[Sir David Chadwick, Indian Trade Commissioner.] Thirteen Signed Letters, eight Typed and five in Autograph, to Sir H. T. Wood and G. K. Menzies, Secretaries of the Royal Society of Arts, mostly regarding membership business.

Author: 
Sir David Chadwick [Sir David Thomas Chadwick] (1876-1954), British colonial civil servant, Secretary of the Imperial Agricultural Bureaux [Royal Society of Arts, London; Sir H. T. Wood; G. K. Menzies
Publication details: 
Between 22 December 1916 and 11 June 1930. Eight on London letterheads of: Indian Trade Commissioner, Department of Commerce and Industry, Government of India (5); and Imperial Agricultural Bureaux (3). Two from Beckenham, Kent.
£90.00
SKU: 25355

See his entry in Who Was Who. The thirteen items in good condition, lightly aged, most with RSA date stamp and annotations. A total of 12pp, 8vo, in autograph; and 5pp, 4to, typed. The first ten signed ‘D T Chadwick’ and the last three ‘David Chadwick’. The earliest letter, to RSA Secretary Sir Henry Trueman Wood on 22 December 1916, deals with the publication of Chadwick’s remarks ‘at the discussion on Prof. Todds paper before the Indian Section of the Society of Arts’. On 11 July 1918 he asks if it is possible for the Department of Commerce and Industry, Government of India, to ‘go up for Membership, as a record of the papers read are of undoubted use to this office’, discussing the matter at some length. (‘I want the journal to belong to this office [last two words underlined twice] & not be claimed by the Dept. Is my confrere in Calcutta - the Director General of Commercial Intelligence [named in a subsequent letter as H. A. F. Lindsay] - a member? He ought to join.’) He concludes the letter that follows ‘No thanks are due to me for trying to help the Society. I think it is most useful.’ Letter of 3 September 1918 concerns the publication in the RSA journal of a lecture given by him at the British Scientific Products Exhibition, concluding ‘I found I had omitted all mention of Indigo & of the Behar planters. For Heaven’s sake don’t tell anyone so.’ Among other letters on the same topic is one of 9 September 1918, explaining the reason for an addition he is making to the lecture: ‘I have added this because I see from some of the brief Press extracts which have appeared that a somewhat false impression has been conveyed, namely that all classes in India were benefiting economically from the war.

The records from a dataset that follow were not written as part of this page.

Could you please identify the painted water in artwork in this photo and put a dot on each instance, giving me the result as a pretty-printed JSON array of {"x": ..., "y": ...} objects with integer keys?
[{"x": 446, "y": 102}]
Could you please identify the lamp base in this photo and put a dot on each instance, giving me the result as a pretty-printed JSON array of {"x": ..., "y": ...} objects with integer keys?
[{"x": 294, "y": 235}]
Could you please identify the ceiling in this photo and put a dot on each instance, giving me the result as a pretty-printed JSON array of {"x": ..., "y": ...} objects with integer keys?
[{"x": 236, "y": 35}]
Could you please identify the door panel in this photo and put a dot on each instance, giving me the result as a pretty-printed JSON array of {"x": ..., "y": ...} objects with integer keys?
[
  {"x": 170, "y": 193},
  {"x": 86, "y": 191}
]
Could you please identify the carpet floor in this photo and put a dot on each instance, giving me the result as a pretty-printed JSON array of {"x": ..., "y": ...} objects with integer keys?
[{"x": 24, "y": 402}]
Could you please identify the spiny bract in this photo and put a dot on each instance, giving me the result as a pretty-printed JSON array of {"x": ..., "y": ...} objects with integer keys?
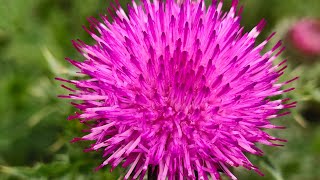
[{"x": 177, "y": 88}]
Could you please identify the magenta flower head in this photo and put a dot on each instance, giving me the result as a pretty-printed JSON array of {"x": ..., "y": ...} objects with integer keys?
[
  {"x": 177, "y": 89},
  {"x": 305, "y": 36}
]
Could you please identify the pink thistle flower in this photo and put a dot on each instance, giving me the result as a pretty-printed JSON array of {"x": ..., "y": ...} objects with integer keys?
[{"x": 177, "y": 88}]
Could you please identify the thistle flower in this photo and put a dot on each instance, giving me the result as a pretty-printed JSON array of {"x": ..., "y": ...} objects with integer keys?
[
  {"x": 178, "y": 88},
  {"x": 305, "y": 36}
]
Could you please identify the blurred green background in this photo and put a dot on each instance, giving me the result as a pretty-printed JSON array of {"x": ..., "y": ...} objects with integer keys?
[{"x": 35, "y": 37}]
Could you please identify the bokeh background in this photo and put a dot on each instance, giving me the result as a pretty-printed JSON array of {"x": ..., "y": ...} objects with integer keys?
[{"x": 35, "y": 37}]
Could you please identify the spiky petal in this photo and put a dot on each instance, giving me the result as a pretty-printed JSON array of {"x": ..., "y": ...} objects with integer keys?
[{"x": 179, "y": 87}]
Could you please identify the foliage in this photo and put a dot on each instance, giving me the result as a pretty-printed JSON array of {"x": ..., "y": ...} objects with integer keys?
[{"x": 34, "y": 133}]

Such, of course, is not the case, and I think it should make it clear that my lecture was in no sense an economic survey of India in war-time, but merely a summary of some of her industrial efforts.’ On 29 May 1930 he writes with regard to an IAB ‘conference of those engaged in the Empire on research in regard to fruit production’, for which the RSA has agreed to rent out rooms, with payment ‘for current used and something to the operator of the lantern. The Society would also, if necessary, provide teas, of course on payment by those attending the Conference’. The last two letters also concern this ‘Empire Horticulturists’ Conference’.